Coly Li <colyli@xxxxxxx> · Thu, 28 Jul 2022 18:55:04 +0800

> 2022年7月28日 17:01，Mariusz Tkaczyk <mariusz.tkaczyk@xxxxxxxxxxxxxxx> 写道：
> 
> On Thu, 28 Jul 2022 16:39:56 +0800
> Coly Li <colyli@xxxxxxx> wrote:
> 
>>> 2022年7月28日 15:55，Mariusz Tkaczyk <mariusz.tkaczyk@xxxxxxxxxxxxxxx>
>>> 写道：
>>> 
>>> On Tue, 15 Feb 2022 21:34:15 +0800
>>> Coly Li <colyli@xxxxxxx> wrote:
>>> 
>>>> For mdadm's systemd configuration, current systemd KillMode is "none" in
>>>> following service files,
>>>> - mdadm-grow-continue@.service
>>>> - mdmon@.service
>>>> 
>>>> This "none" mode is strongly againsted by systemd developers (see man 5
>>>> systemd.kill for "KillMode=" section), and is considering to remove in
>>>> future systemd version.
>>>> 
>>>> As systemd developer explained in disuccsion, the systemd kill process
>>>> is,
>>>> 1. send the signal specified by KillSignal= to the list of processes (if
>>>> any), TERM is the default
>>>> 2. wait until either the target of process(es) exit or a timeout expires
>>>> 3. if the timeout expires send the signal specified by FinalKillSignal=,
>>>> KILL is the default
>>>> 
>>>> For "control-group", all remaining processes will receive the SIGTERM
>>>> signal (by default) and if there are still processes after a period f
>>>> time, they will get the SIGKILL signal.
>>>> 
>>>> For "mixed", only the main process will receive the SIGTERM signal, and
>>>> if there are still processes after a period of time, all remaining
>>>> processes (including the main one) will receive the SIGKILL signal.
>>>> 
>>>> From the above comment, currently KillMode=control-group is a proper
>>>> kill mode.

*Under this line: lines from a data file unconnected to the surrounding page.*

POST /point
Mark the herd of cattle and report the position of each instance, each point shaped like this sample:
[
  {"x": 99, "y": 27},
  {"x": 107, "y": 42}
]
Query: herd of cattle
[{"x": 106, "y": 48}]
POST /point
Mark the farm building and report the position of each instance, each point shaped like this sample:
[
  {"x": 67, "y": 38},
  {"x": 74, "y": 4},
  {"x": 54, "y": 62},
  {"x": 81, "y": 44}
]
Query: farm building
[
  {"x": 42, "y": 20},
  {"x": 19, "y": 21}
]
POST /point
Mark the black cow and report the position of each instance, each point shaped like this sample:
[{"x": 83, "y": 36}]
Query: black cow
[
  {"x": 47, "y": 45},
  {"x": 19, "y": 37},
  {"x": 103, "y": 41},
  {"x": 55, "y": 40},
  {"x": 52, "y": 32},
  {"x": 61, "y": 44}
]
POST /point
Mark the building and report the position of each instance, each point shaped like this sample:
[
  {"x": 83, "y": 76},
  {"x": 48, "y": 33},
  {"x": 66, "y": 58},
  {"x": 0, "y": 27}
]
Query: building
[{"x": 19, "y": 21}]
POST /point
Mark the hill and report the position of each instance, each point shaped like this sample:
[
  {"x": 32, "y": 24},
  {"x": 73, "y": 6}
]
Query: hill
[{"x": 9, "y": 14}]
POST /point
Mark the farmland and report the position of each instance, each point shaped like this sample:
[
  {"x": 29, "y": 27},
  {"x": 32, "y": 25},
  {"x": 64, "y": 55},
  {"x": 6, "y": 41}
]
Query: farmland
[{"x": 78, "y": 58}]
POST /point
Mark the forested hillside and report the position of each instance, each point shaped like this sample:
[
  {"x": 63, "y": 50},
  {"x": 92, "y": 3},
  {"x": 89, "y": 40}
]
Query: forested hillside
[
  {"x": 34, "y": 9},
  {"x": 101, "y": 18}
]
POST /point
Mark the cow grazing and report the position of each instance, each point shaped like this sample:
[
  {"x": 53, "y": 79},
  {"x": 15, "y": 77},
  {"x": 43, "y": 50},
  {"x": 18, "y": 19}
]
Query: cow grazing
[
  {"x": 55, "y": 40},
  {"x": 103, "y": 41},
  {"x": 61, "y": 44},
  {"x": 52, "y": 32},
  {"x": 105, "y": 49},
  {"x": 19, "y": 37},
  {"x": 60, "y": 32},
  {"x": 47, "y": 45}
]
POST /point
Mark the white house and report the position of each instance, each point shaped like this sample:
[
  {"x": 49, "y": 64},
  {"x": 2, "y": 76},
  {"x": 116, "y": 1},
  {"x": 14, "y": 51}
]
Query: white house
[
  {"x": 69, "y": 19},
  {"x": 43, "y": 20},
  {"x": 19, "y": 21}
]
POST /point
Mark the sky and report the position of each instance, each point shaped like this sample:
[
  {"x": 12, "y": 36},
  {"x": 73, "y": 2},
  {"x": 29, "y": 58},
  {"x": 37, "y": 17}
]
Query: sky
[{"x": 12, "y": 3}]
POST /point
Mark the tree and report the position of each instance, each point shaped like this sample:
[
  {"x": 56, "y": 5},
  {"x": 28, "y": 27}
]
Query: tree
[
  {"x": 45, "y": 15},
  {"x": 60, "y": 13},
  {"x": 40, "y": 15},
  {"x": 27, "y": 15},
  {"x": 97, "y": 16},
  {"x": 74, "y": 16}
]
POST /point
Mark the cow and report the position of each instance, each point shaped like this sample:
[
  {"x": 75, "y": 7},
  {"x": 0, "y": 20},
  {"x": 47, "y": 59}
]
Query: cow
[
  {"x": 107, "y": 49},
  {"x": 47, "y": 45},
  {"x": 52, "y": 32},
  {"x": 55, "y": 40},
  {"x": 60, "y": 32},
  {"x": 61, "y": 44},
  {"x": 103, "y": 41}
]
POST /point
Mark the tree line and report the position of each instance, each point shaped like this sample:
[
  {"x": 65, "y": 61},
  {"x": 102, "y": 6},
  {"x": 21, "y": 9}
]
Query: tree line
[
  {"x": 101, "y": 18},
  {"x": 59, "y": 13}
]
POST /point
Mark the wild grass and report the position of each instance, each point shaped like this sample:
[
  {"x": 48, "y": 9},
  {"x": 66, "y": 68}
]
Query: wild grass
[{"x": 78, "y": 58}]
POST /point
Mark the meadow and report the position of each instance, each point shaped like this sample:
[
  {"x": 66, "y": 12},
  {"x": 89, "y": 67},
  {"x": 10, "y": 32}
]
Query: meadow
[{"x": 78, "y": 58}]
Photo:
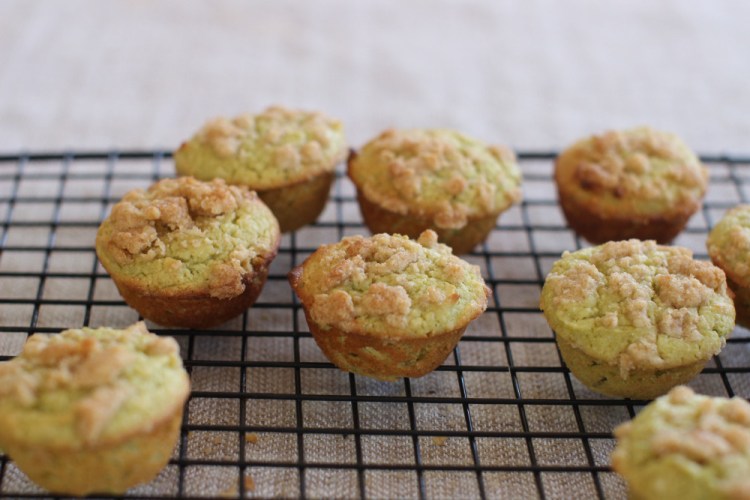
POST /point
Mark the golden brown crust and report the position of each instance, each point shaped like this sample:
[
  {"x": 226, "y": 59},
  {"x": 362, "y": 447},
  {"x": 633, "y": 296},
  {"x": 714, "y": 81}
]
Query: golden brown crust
[
  {"x": 141, "y": 219},
  {"x": 636, "y": 183},
  {"x": 109, "y": 467},
  {"x": 607, "y": 379},
  {"x": 386, "y": 306},
  {"x": 189, "y": 253},
  {"x": 598, "y": 228},
  {"x": 383, "y": 358},
  {"x": 195, "y": 310},
  {"x": 381, "y": 220}
]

Since control-gropu is the default kill mode, the fix can be
>>>> simply removing KillMode=none line from the service file, then the
>>>> default mode will take effect.  
>>> 
>>> Hi All,
>>> We are experiencing issues with IMSM metadata on RHEL8.7 and 9.1 (the patch
>>> was picked by Redhat). There are several issues which results in hang task,
>>> characteristic to missing mdmon:
>>> 
>>> [ 619.521440] task:umount state:D stack: 0 pid: 6285 ppid: flags:0x00004084
>>> [ 619.534033] Call Trace:
>>> [ 619.539980] __schedule+0x2d1/0x830
>>> [ 619.547056] ? finish_wait+0x80/0x80
>>> [ 619.554261] schedule+0x35/0xa0
>>> [ 619.560999] md_write_start+0x14b/0x220
>>> [ 619.568492] ? finish_wait+0x80/0x80
>>> [ 619.575649] raid1_make_request+0x3c/0x90 [raid1]

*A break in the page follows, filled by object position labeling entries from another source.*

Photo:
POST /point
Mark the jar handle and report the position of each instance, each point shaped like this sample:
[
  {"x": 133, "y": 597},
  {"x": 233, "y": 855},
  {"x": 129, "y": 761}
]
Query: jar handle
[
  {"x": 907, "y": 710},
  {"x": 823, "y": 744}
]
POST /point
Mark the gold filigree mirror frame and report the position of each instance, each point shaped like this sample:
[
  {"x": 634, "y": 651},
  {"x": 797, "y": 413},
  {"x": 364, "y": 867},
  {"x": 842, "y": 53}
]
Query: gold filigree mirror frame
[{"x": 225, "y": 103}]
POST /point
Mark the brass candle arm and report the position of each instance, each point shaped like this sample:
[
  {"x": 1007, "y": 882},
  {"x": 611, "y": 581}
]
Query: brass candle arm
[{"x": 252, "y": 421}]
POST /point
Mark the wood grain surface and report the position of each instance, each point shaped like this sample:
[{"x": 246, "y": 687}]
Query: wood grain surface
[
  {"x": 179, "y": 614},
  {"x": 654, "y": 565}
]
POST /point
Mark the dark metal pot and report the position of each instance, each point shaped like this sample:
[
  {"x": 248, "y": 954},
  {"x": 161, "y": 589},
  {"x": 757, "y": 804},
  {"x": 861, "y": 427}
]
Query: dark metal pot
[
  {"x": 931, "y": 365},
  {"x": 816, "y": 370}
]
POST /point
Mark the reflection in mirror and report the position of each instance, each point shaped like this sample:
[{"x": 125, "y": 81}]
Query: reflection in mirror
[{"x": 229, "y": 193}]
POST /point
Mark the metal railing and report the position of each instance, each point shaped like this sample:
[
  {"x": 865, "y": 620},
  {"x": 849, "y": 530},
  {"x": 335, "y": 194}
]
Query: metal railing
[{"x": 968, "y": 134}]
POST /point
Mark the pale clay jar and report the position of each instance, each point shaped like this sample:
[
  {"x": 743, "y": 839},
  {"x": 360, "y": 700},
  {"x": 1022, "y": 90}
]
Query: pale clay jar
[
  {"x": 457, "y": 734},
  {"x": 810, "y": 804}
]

>>> [ 619.584111] md_handle_request+0x128/0x1b0
>>> [ 619.591891] md_make_request+0x5b/0xb0
>>> [ 619.599235] generic_make_request_no_check+0x202/0x330
>>> [ 619.608185] submit_bio+0x3c/0x160
>>> [ 619.615161] ? bio_add_page+0x42/0x50
>>> [ 619.622413] submit_bh_wbc+0x16a/0x190
>>> [ 619.629713] jbd2_write_superblock+0xf4/0x210 [jbd2]

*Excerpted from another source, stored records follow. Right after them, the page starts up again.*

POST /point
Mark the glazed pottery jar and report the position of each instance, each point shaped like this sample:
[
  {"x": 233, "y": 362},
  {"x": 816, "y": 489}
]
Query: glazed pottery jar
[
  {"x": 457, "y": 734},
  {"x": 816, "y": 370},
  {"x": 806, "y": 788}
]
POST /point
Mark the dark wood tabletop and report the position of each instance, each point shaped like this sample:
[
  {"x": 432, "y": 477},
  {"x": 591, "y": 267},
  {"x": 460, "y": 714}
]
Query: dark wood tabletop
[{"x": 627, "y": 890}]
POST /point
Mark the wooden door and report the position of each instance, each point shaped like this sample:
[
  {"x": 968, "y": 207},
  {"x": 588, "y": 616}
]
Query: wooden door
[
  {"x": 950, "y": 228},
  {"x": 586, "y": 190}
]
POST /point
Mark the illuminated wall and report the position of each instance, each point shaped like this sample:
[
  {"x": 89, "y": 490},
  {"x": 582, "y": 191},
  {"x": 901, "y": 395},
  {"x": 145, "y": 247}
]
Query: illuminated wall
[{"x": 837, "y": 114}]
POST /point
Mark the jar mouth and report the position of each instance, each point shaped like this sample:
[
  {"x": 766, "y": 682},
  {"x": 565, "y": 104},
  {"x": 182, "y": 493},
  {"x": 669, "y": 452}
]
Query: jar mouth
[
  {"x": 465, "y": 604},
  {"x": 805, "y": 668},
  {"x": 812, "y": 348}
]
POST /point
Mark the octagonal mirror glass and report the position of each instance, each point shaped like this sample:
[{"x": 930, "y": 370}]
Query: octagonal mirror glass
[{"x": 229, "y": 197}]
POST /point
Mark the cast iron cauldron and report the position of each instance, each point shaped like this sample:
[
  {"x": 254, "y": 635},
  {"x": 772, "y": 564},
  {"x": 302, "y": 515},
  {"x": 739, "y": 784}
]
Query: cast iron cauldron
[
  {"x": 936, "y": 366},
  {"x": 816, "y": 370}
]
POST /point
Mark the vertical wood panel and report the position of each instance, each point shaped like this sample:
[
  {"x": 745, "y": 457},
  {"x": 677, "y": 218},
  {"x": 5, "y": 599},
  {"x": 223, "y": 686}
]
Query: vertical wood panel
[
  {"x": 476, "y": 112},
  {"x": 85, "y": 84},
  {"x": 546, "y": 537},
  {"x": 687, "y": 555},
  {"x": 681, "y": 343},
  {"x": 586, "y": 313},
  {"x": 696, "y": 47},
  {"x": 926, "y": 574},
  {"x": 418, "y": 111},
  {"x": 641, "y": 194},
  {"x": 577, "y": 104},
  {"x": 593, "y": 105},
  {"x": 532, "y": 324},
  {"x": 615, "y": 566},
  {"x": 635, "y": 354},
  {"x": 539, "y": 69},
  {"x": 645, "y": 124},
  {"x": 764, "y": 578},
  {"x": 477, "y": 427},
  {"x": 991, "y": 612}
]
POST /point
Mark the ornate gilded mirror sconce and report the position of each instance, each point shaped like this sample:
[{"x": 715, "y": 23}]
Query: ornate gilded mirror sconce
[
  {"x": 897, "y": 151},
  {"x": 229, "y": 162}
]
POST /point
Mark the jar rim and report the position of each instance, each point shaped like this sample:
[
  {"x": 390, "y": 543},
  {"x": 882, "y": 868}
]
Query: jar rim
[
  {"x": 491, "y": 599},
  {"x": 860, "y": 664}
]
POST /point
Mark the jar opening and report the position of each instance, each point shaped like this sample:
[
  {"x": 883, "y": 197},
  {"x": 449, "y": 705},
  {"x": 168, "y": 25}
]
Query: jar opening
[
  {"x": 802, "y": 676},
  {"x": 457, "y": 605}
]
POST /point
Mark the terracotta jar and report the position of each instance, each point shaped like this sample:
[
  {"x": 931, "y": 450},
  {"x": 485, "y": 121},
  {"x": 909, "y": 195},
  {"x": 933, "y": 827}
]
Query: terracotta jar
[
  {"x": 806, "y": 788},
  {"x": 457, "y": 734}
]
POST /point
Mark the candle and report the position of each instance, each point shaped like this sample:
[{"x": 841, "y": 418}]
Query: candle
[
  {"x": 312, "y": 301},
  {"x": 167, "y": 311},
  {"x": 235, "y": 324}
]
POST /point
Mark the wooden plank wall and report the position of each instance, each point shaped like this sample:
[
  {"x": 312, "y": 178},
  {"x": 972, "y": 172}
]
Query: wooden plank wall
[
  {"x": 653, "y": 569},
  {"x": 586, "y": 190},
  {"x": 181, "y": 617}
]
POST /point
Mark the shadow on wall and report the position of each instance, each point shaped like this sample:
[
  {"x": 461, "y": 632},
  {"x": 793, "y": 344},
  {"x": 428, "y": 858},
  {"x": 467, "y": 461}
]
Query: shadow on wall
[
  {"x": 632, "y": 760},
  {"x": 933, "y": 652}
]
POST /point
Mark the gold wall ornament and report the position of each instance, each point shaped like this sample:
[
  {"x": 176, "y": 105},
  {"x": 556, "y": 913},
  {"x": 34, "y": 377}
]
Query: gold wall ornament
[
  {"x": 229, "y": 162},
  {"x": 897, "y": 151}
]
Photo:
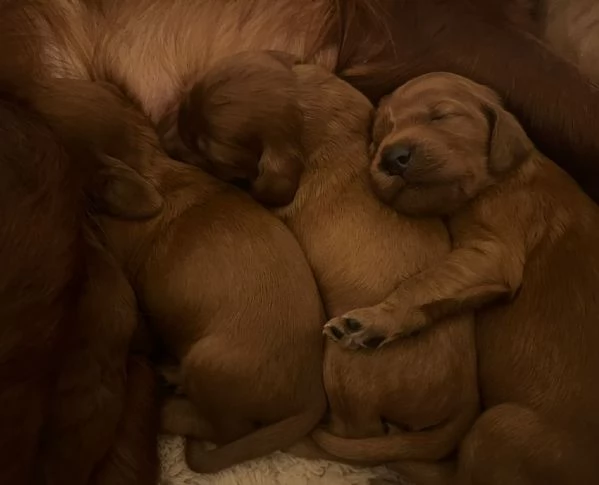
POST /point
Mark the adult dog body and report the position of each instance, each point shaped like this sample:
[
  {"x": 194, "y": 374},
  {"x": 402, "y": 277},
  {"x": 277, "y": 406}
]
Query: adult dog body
[{"x": 520, "y": 227}]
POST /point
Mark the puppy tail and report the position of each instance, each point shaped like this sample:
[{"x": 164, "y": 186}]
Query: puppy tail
[
  {"x": 432, "y": 444},
  {"x": 133, "y": 459},
  {"x": 266, "y": 440}
]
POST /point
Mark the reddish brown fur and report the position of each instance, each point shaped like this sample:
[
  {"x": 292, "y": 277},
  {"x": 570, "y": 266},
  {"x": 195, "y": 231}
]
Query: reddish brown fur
[
  {"x": 520, "y": 227},
  {"x": 333, "y": 213},
  {"x": 481, "y": 39},
  {"x": 40, "y": 252},
  {"x": 225, "y": 124},
  {"x": 250, "y": 359},
  {"x": 84, "y": 296}
]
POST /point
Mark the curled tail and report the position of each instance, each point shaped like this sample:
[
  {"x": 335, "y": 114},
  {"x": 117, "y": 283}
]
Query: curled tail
[
  {"x": 433, "y": 444},
  {"x": 133, "y": 459},
  {"x": 266, "y": 440}
]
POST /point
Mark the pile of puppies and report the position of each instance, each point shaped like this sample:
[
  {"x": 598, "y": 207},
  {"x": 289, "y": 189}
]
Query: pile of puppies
[
  {"x": 452, "y": 268},
  {"x": 464, "y": 212}
]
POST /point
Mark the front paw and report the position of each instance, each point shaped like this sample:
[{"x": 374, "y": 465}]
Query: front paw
[{"x": 371, "y": 328}]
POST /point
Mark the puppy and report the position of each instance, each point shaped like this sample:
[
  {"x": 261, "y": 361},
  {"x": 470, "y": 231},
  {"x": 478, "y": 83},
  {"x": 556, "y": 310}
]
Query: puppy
[
  {"x": 156, "y": 51},
  {"x": 94, "y": 391},
  {"x": 67, "y": 311},
  {"x": 521, "y": 229},
  {"x": 40, "y": 253},
  {"x": 239, "y": 141},
  {"x": 91, "y": 394},
  {"x": 228, "y": 289},
  {"x": 359, "y": 251}
]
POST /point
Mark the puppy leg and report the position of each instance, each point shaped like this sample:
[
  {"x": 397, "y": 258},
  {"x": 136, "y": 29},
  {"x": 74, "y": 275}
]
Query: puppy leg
[
  {"x": 133, "y": 459},
  {"x": 179, "y": 416},
  {"x": 470, "y": 277},
  {"x": 513, "y": 445}
]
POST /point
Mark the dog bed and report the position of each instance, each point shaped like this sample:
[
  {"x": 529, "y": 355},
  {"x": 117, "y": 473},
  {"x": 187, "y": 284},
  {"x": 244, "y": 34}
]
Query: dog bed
[{"x": 278, "y": 468}]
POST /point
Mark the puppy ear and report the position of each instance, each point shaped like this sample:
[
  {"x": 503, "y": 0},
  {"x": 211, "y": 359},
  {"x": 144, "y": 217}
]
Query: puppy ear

>>> [ 619.638340] jbd2_journal_update_sb_log_tail+0x65/0xc0 [jbd2]
>>> [ 619.647773] __jbd2_update_log_tail+0x3f/0x100 [jbd2]
>>> [ 619.656374] jbd2_cleanup_journal_tail+0x50/0x90 [jbd2]
>>> [ 619.665107] jbd2_log_do_checkpoint+0xfa/0x400 [jbd2]
>>> [ 619.673572] ? prepare_to_wait_event+0xa0/0x180
>>> [ 619.681344] jbd2_journal_destroy+0x120/0x2a0 [jbd2]
>>> [ 619.689551] ? finish_wait+0x80/0x80
>>> [ 619.696096] ext4_put_super+0x76/0x390 [ext4]
>>> [ 619.703584] generic_shutdown_super+0x6c/0x100
>>> [ 619.711065] kill_block_super+0x21/0x50
>>> [ 619.717809] deactivate_locked_super+0x34/0x70
>>> [ 619.725146] cleanup_mnt+0x3b/0x70
>>> [ 619.731279] task_work_run+0x8a/0xb0
>>> [ 619.737576] exit_to_usermode_loop+0xeb/0xf0
>>> [ 619.744657] do_syscall_64+0x198/0x1a0
>>> [ 619.751155] entry_SYSCALL_64_after_hwframe+0x65/0xca
>>> 
>>> It can be reproduced by mounting LVM created on IMSM RAID1 array and then
>>> reboot. I verified that reverting the patch fixes the issue.
>>> 
>>> I understand that from systemd perspective the behavior in not wanted, but
>>> this is exactly what we need, to have working mdmon process even if systemd
>>> was stopped. KillMode=none does the job.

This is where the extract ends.